Now is the wrong time for the University of Toronto to join the Canadian Federation of Students.

If you’re a full-time undergraduate student, you’ll have the opportunity, from Nov. 5 to 7, to vote in a referendum on whether approximately $12 should be tacked on to your tuition next year, and every year thereafter, to support this organization. That’s a lotta dough: if the CFS is victorious, it’s an extra $500,000 lining their pockets each year.

The goals of the CFS are admirable enough. With U of T’s students funding their agendas, they say, they’ll be able to mount effective campaigns against provincial and federal governments to reduce tuition. Their ultimate goal is to do away with tuition entirely. Not such a bad idea.

But it never helps anyone to throw good money after a poorly-structured organization. For the amount of cash the CFS collects from its members ($1.58 million in 2001) we’ve seen very little evidence that they are able to achieve the sort of goals they aspire to.

The CFS readily admits they have encountered difficulty in promoting their agenda. This is good. Any organization should fully disclose their shortcomings if they hope to gain popularity and respect. But the only response we’ve heard from them with regards to improving their track record is: “Just give us your money and you’ll see the good we can do.” Not to be too blunt, but this language is typical of the addict, and the CFS is addicted to the cash cow that is a student levy. After numerous failed attempts at reformation, what does the addict say? “Just give me another chance. I promise I won’t let you down.” Sorry. Not this time. Not until you show some measure of improvement.
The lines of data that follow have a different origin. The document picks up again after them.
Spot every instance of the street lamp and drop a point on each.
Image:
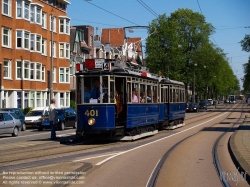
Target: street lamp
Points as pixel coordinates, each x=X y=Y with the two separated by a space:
x=194 y=85
x=52 y=56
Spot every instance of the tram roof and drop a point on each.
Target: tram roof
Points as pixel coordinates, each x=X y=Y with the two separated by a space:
x=120 y=68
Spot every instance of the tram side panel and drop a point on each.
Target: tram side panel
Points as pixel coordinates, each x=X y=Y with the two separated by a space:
x=139 y=115
x=96 y=119
x=177 y=111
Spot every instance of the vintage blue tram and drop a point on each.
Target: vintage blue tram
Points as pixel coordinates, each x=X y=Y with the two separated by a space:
x=116 y=99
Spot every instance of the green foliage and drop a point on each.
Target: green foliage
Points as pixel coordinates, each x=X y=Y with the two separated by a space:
x=245 y=43
x=26 y=110
x=73 y=104
x=178 y=46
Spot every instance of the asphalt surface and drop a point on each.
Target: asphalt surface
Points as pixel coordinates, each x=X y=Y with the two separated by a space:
x=239 y=146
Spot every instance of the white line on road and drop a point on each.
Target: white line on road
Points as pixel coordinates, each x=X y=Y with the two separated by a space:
x=107 y=159
x=30 y=136
x=153 y=171
x=94 y=157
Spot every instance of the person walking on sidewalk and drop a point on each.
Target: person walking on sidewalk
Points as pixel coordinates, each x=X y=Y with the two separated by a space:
x=53 y=118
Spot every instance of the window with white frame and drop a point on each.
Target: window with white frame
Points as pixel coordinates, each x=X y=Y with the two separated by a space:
x=72 y=68
x=67 y=99
x=67 y=27
x=6 y=37
x=64 y=26
x=32 y=99
x=38 y=43
x=67 y=74
x=18 y=69
x=26 y=70
x=61 y=99
x=19 y=9
x=44 y=46
x=44 y=23
x=32 y=71
x=32 y=13
x=54 y=49
x=90 y=40
x=26 y=99
x=61 y=45
x=6 y=7
x=61 y=25
x=19 y=39
x=38 y=99
x=64 y=50
x=67 y=51
x=26 y=40
x=38 y=15
x=43 y=73
x=64 y=75
x=32 y=42
x=54 y=74
x=27 y=11
x=38 y=71
x=53 y=21
x=7 y=68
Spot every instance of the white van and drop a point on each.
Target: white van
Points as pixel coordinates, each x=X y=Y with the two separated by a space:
x=34 y=117
x=210 y=101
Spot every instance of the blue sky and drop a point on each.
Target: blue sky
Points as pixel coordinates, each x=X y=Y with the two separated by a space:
x=229 y=17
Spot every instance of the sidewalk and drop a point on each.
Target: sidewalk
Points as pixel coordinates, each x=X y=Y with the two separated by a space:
x=239 y=147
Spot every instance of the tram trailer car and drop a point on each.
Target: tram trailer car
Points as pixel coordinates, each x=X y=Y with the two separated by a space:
x=129 y=102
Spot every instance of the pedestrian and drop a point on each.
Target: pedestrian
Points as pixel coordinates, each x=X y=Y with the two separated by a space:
x=53 y=118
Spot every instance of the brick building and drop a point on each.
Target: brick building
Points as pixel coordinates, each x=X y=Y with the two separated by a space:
x=25 y=52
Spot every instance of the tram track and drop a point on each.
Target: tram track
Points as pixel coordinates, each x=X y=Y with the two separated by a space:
x=154 y=176
x=54 y=149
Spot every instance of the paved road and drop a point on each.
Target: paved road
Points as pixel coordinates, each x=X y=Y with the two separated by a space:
x=114 y=163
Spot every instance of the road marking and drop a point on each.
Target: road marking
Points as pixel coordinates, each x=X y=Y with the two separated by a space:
x=93 y=157
x=29 y=136
x=118 y=154
x=153 y=172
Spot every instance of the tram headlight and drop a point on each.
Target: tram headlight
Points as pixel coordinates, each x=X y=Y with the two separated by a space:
x=91 y=121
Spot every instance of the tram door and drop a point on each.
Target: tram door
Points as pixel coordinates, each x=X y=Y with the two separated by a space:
x=121 y=100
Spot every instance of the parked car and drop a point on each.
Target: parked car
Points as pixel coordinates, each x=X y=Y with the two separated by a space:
x=193 y=107
x=203 y=105
x=66 y=118
x=19 y=113
x=33 y=118
x=9 y=123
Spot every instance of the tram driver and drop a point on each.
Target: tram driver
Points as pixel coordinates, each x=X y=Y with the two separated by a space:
x=95 y=94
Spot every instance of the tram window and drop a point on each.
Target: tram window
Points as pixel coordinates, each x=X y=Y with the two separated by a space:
x=105 y=88
x=142 y=94
x=112 y=92
x=149 y=94
x=176 y=95
x=162 y=96
x=170 y=95
x=86 y=90
x=135 y=91
x=129 y=92
x=155 y=96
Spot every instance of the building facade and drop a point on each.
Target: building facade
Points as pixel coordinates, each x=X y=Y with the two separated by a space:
x=25 y=53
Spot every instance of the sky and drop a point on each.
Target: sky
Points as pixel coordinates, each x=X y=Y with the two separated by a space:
x=229 y=17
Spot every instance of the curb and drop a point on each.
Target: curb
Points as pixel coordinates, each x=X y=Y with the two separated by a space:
x=239 y=162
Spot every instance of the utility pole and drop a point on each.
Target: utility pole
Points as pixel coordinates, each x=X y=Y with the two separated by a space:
x=51 y=58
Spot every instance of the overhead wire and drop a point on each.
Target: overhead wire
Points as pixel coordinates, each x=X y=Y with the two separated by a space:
x=148 y=8
x=111 y=13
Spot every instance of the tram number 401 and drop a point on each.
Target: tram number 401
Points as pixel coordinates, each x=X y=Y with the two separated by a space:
x=91 y=113
x=106 y=66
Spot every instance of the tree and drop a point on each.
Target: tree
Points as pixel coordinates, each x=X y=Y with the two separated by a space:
x=245 y=43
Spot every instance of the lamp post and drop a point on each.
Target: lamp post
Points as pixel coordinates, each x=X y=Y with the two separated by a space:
x=51 y=58
x=194 y=85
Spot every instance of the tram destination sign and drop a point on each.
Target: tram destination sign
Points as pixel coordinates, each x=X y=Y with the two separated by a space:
x=99 y=63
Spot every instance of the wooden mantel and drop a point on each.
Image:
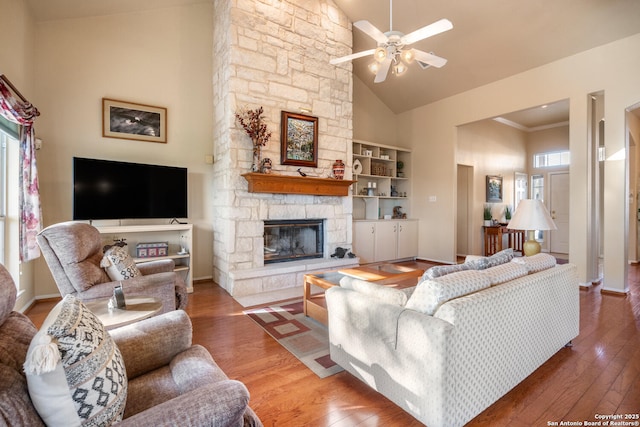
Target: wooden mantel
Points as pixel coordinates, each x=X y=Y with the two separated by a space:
x=285 y=184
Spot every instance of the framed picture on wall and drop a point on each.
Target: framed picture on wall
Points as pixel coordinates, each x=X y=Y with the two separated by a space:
x=126 y=120
x=299 y=140
x=494 y=189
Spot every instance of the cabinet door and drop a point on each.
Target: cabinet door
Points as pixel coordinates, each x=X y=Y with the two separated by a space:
x=407 y=239
x=386 y=240
x=364 y=240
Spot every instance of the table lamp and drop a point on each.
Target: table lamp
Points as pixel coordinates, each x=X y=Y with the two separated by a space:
x=531 y=215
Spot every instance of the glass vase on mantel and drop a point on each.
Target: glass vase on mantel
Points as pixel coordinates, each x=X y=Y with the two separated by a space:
x=338 y=169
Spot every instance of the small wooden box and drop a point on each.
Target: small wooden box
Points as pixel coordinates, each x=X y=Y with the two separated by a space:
x=151 y=250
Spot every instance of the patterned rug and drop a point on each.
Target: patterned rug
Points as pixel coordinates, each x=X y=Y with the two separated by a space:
x=302 y=336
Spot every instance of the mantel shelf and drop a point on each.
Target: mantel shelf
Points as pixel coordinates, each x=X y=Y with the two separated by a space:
x=285 y=184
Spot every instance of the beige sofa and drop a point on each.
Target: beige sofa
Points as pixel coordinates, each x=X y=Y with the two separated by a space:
x=445 y=358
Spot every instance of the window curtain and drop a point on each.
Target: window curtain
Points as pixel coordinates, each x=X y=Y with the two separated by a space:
x=20 y=111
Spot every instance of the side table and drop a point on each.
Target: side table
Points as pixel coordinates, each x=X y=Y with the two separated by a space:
x=138 y=308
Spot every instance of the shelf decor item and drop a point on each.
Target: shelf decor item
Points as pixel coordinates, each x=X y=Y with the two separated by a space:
x=338 y=169
x=253 y=123
x=299 y=140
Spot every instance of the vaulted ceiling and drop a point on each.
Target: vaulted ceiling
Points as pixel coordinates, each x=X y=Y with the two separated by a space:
x=490 y=39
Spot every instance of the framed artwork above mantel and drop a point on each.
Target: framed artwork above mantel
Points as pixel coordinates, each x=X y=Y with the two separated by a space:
x=299 y=140
x=494 y=189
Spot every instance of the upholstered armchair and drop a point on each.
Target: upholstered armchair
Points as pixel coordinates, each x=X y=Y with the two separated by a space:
x=170 y=382
x=73 y=252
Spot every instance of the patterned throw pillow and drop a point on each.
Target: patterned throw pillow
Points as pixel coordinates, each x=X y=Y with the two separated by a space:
x=119 y=264
x=75 y=372
x=431 y=294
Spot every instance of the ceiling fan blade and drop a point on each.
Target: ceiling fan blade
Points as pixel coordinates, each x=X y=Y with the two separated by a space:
x=381 y=75
x=352 y=56
x=368 y=28
x=428 y=31
x=428 y=58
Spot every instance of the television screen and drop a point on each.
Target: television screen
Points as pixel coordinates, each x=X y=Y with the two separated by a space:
x=104 y=189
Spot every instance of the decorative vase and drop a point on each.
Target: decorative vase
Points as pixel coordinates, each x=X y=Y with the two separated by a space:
x=266 y=165
x=338 y=169
x=257 y=158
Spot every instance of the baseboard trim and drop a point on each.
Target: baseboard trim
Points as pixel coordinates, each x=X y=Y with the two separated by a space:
x=614 y=293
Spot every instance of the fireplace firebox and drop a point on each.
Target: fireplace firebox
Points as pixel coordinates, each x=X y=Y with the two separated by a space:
x=290 y=240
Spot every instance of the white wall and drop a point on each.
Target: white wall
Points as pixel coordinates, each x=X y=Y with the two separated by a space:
x=159 y=57
x=432 y=132
x=490 y=148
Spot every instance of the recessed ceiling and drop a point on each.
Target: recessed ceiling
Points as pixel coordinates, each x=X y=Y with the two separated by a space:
x=490 y=40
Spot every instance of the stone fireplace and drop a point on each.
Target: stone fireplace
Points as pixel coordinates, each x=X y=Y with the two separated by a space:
x=276 y=55
x=292 y=240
Yes, the CFS looks good on paper. They claim to have been directly responsible for freezing tuition fees in several provinces. Yet they offer no evidence to show how they effected these changes. For all we can tell, these reductions were made at the sole discretion of several provincial governments

But it’s the CFS’s campaign tactics that truly discredit them. First, the referendum is overseen by a board (the Joint Referendum Committee) which is dominated by two paid CFS employees. All campaign material opposing the CFS must be approved by this board—and they can reject any material they wish with total impunity. They have already rejected several totally innocuous no-side campaign posters.

And the actual vote-counting in the referendum will be overseen by this same committee. And let’s not even get into the legal punishment CFS tends to inflict on student unions that try to back out of membership.

If U of T joins, they’ll end up financing 22 per cent of the CFS budget while only receiving two per cent of the voting power within the organization.

The CFS won’t work for U of T. If you doubt that, ask some typical undergrads coming out of a Con Hall lecture what CFS stands for. And when they say, “I dunno… chronic fatigue syndrome?” you’ll understand why.